Injection-molded LED packages for high-brightness lighting applications must withstand temperatures above 260°C during lead-free soldering. They should also be produced in fine detail with great precision.

Spectrum Plastics, a business of Barnes Group Inc based in Ansonia, CT, produces millions of open-cavity LED packages each year. The company has now started to use the Vectra® S series liquid crystal polymers (LCP) from Florence, KY-based Ticona, the engineering polymers business of Celanese Corporation.

“Polymer performance is critical for our high-brightness and ultra-high-brightness LED cavities,” says Rob Zimmerman, manager of new technology development at Spectrum Plastics. “These are often used in applications such as automotive lighting, consumer electronics and mobile phone handsets, and must perform reliably for the life of the product.”

The high-flow of Vectra S grades produces LED packages with typical outline dimensions of 2 to 7 mm square, that have complex geometries and tight tolerances.

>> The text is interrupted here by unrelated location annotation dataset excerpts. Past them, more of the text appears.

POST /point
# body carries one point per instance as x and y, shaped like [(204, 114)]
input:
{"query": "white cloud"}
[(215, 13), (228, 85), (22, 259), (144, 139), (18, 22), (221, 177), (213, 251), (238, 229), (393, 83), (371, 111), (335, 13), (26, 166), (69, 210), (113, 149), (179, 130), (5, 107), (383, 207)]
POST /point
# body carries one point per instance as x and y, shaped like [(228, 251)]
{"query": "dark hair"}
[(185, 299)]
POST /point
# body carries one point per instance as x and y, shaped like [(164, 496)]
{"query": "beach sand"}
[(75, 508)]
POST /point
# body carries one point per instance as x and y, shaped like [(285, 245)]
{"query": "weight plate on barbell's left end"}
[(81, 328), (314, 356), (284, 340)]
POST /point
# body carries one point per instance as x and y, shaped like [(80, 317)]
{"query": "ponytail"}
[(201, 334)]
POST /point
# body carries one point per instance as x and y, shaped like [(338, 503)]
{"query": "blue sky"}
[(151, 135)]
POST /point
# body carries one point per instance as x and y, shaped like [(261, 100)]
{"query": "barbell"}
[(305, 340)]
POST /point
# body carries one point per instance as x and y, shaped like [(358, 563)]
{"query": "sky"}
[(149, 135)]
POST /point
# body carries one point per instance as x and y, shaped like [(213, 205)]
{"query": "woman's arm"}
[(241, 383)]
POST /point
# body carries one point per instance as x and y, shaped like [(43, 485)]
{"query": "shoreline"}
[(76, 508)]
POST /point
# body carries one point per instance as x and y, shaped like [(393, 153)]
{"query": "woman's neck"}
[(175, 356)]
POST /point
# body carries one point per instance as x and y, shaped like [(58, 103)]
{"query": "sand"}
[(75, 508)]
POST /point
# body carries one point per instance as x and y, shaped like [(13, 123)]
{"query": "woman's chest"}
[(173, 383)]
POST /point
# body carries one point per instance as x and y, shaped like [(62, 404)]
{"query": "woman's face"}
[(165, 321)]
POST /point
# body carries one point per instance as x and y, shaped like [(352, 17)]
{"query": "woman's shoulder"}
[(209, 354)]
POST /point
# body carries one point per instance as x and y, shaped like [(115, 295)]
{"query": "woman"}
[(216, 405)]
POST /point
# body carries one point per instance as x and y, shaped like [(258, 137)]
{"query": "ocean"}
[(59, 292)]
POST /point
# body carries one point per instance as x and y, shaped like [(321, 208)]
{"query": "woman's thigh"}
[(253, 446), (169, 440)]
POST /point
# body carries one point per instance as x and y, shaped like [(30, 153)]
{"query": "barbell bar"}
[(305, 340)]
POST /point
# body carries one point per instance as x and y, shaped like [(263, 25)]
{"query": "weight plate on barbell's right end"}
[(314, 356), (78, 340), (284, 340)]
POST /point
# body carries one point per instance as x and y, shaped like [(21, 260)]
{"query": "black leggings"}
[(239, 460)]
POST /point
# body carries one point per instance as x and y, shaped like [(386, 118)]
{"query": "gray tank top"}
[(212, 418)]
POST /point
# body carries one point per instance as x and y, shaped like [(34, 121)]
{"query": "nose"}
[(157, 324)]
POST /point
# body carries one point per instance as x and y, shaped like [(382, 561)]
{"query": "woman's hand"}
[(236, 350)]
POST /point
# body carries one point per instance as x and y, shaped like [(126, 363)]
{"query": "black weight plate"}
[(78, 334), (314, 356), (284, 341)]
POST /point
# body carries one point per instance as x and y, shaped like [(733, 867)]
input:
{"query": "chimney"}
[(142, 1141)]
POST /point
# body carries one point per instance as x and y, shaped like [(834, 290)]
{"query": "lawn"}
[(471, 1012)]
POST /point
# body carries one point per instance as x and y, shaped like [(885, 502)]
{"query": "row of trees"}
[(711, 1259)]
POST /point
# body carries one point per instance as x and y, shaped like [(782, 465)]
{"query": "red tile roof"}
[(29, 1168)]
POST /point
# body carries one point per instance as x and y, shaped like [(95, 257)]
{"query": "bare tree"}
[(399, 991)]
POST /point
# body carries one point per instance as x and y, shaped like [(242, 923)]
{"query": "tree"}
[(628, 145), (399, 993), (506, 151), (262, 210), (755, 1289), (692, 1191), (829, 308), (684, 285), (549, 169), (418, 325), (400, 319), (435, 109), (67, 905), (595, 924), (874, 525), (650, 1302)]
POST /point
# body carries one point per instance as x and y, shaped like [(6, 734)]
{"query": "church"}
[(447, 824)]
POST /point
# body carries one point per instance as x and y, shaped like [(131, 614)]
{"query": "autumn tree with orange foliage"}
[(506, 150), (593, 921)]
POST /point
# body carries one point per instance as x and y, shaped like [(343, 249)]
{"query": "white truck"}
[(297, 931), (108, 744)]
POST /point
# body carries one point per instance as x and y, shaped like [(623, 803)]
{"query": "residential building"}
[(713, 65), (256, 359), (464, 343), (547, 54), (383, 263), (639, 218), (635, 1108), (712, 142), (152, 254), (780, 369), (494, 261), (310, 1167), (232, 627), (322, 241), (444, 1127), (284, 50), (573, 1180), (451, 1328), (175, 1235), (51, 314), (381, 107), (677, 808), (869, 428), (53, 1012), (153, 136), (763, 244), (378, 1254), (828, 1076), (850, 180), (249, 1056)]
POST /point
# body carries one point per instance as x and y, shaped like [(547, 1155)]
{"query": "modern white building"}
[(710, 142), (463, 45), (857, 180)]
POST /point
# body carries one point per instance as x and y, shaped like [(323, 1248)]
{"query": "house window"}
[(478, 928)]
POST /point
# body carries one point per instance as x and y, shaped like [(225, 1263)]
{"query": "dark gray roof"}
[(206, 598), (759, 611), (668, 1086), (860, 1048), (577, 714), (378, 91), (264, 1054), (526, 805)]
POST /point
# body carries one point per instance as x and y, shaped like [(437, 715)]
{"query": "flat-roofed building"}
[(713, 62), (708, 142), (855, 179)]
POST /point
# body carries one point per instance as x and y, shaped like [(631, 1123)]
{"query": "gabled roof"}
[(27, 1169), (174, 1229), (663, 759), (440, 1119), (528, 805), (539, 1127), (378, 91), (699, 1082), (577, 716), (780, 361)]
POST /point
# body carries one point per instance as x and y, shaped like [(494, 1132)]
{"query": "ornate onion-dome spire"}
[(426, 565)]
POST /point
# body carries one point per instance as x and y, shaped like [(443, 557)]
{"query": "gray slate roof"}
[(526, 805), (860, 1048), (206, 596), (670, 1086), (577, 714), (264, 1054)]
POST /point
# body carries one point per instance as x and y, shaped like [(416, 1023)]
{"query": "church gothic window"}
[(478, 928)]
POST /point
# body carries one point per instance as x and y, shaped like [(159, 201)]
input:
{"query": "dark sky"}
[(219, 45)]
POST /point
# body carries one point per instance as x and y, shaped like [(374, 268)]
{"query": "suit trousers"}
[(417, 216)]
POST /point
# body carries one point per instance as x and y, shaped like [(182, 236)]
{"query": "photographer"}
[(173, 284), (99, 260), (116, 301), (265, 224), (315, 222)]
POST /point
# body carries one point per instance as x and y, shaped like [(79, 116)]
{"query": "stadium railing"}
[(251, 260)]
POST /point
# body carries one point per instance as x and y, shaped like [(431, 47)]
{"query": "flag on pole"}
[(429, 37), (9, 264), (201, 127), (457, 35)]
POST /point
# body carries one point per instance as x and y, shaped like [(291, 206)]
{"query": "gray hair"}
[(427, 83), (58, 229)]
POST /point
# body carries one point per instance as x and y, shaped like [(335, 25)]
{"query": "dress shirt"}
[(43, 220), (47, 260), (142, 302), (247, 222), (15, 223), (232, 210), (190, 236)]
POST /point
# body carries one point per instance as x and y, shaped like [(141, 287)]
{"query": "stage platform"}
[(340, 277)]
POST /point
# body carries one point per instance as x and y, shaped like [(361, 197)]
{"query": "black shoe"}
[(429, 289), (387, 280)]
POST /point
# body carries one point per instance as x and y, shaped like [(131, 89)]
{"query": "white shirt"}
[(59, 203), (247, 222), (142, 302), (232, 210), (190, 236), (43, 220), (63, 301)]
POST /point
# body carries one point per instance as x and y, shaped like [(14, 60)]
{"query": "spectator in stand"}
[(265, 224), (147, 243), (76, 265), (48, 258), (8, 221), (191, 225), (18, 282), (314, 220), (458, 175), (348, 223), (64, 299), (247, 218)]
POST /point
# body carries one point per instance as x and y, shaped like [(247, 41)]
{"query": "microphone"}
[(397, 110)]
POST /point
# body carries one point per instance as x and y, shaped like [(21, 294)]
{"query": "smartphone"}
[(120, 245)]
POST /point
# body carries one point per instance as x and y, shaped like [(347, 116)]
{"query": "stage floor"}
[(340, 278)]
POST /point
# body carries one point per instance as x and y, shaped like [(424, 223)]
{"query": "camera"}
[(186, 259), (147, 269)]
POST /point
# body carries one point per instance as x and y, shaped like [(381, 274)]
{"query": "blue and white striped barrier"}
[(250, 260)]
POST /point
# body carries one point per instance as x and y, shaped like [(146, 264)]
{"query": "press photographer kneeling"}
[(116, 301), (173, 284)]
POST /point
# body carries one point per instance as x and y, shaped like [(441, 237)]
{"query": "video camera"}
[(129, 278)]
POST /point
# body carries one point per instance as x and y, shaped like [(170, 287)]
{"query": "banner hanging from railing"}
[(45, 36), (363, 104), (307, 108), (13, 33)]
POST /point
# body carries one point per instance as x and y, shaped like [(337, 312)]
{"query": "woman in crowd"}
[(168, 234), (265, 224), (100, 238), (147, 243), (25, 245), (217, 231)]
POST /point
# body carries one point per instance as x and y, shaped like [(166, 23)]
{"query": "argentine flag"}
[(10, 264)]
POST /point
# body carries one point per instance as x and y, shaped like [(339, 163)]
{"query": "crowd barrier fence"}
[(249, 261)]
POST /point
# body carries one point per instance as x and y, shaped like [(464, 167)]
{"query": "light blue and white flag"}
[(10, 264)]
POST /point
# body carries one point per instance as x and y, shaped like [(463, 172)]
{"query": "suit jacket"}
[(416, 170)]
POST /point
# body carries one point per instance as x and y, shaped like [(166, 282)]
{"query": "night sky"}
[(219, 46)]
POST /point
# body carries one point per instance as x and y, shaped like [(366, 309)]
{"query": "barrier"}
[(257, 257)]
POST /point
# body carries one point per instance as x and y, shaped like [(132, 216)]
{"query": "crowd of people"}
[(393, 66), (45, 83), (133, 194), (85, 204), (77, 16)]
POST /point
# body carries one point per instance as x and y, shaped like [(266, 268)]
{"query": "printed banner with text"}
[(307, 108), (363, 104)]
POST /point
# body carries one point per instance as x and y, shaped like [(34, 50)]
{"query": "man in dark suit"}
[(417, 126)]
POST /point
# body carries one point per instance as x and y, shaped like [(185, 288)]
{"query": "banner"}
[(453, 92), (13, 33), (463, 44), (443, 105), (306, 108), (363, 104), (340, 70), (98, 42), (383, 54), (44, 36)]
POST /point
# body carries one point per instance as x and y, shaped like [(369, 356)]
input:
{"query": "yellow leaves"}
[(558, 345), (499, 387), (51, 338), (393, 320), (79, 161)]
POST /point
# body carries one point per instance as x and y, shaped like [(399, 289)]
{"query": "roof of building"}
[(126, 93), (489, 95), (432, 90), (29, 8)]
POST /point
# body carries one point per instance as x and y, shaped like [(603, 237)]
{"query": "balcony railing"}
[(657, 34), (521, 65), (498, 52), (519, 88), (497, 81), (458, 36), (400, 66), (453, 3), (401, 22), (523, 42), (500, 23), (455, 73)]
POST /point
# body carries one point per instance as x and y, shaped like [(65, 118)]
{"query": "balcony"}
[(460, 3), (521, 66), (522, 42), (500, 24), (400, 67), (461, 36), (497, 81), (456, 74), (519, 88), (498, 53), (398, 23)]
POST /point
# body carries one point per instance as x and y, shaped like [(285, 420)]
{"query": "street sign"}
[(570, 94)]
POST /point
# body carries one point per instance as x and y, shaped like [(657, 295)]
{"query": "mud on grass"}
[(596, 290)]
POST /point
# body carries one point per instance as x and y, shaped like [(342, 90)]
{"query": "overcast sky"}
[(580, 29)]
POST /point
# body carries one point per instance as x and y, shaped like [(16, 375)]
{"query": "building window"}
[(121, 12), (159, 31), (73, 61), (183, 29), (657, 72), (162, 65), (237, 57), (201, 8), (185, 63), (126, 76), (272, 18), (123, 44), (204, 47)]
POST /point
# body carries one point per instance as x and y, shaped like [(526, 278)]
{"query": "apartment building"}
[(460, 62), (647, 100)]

These resins withstand temperatures well above 300°C, and undergo minimal dimensional change in molding and end use. They also have negligible outgassing, so their volatiles do not fog lenses or degrade contacts.

Zimmerman says that Vectra S resins give Spectrum Plastics a unique set of capabilities. “Unlike most other materials, including other LCPs, they provide a wide thermal margin during lead-free reflow soldering. They also give us high yields at high volumes for they have a wide processing window, rapid cycle time and create almost no flash.”

Spectrum Plastics fabricates LED packages in a continuous molding process using its proprietary reel-to-reel technology. This overmolds open cavities onto strips of lead frames in a multi-station line using multi-cavity tools.

The customer then populates the cavities with LED die, wire-bonds the unit, adds a lens (also molded by Spectrum), and stamps the completed package out of the strip.

Spectrum molds the lenses from an optical grade of silicone rubber that withstands reflow soldering. In a process it innovated, Sepctrum overmolds lenses on metal rings on a stainless steel strip. The ring supports the lens when the customer assembles it to the LCP cavities. The use of lead-frame molding principles provides for a high-volume, automated process that minimizes part handling and enhances quality.